Advisors should prepare to replace the punch bowl with wheatgrass shots.

Putting aside recent market weakness, client portfolios have in a word been great since the Great Recession. 

In fact, the average 401(k) balance has risen more than 450% since the March 2009 bottom, according to Fidelity Investments. But with things having gone so well for so long, it’s important to not be greedy let alone complacent. 

Mike McDaniel, a former advisor and current co-founder and chief investment officer of investment software platform Riskalyze, likens stress testing to a lifestyle that includes regular exercise and a healthy diet. “It’s something you do so that you don’t have to bear something worse in the future.”

In a recent report, Matt Putnicki, executive vice president of Portfolio Management at PIMCO, foresees “increasing economic divergence and differentiation between and within asset classes,” and recommends stress testing portfolios to assess risks. “A synchronized global slowdown amid tighter financial conditions and increased political and economic uncertainties,” is likely, he writes. 

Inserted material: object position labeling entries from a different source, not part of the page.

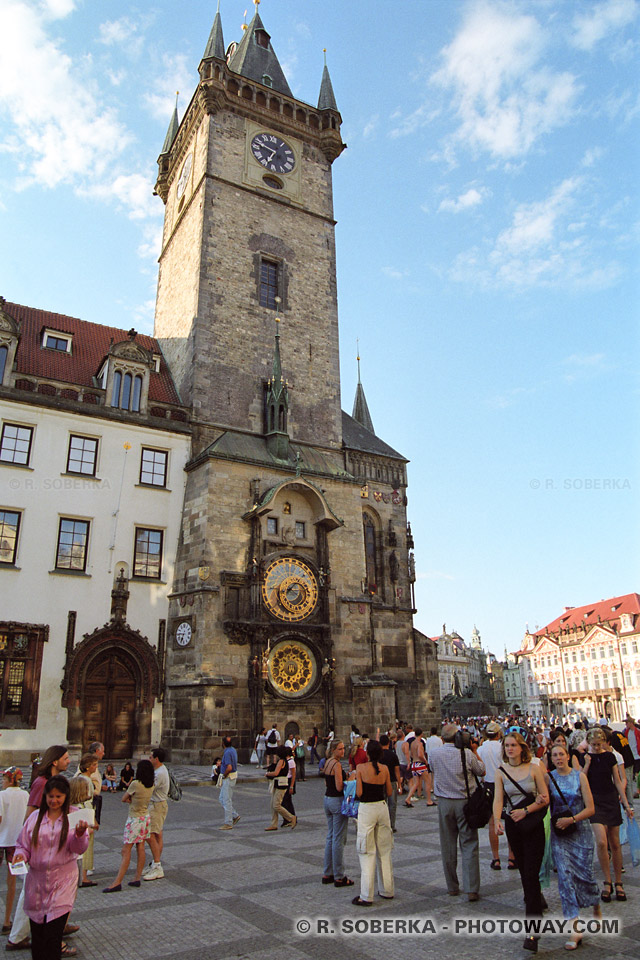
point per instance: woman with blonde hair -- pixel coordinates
(608, 792)
(520, 783)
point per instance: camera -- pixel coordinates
(462, 739)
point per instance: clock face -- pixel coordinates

A recent survey of 75 institutional investors surveyed by Wilshire Associates indicates that “geopolitical events are the most likely trigger for a sustained downturn.” And about 40% of those surveyed think U.S. and China trade tensions will be the “potential epicenter” for that swoon. Regardless of how it happens, here are four ways to limit risk.

1. Tech – Not Dreck

Even the so-called “best” technology can fall short if it doesn’t faithfully analyze the complexity of what it’s meant to assess. McDaniel says advisors need to be vigilant about making sure their technology systems aren’t providing a false sense of security. “You want to understand how the results [of the stress test] are calculated,” he says. “If the methodology is faulty and you are leaning on it, that’s a recipe for disaster.” Popular financial planning software programs include PIETech’s MoneyGuidePro, eMoney and Money Tree.

2. Keep Up With the News

Advisors need to be fully up to speed with what the latest twists and turns of what’s top of mind for investors be it corporate earnings, the Fed or Brexit. If not, it can be awkward making a recommendation when the client is better versed on a given topic. Even if an advisor doesn’t have a strong opinion on a topic, one should be able to explain what the market is expecting and to the extent possible assess the likely outcome of various scenarios. To clarify matters, Putnicki breaks down issues into those that are event-driven and economics-driven. 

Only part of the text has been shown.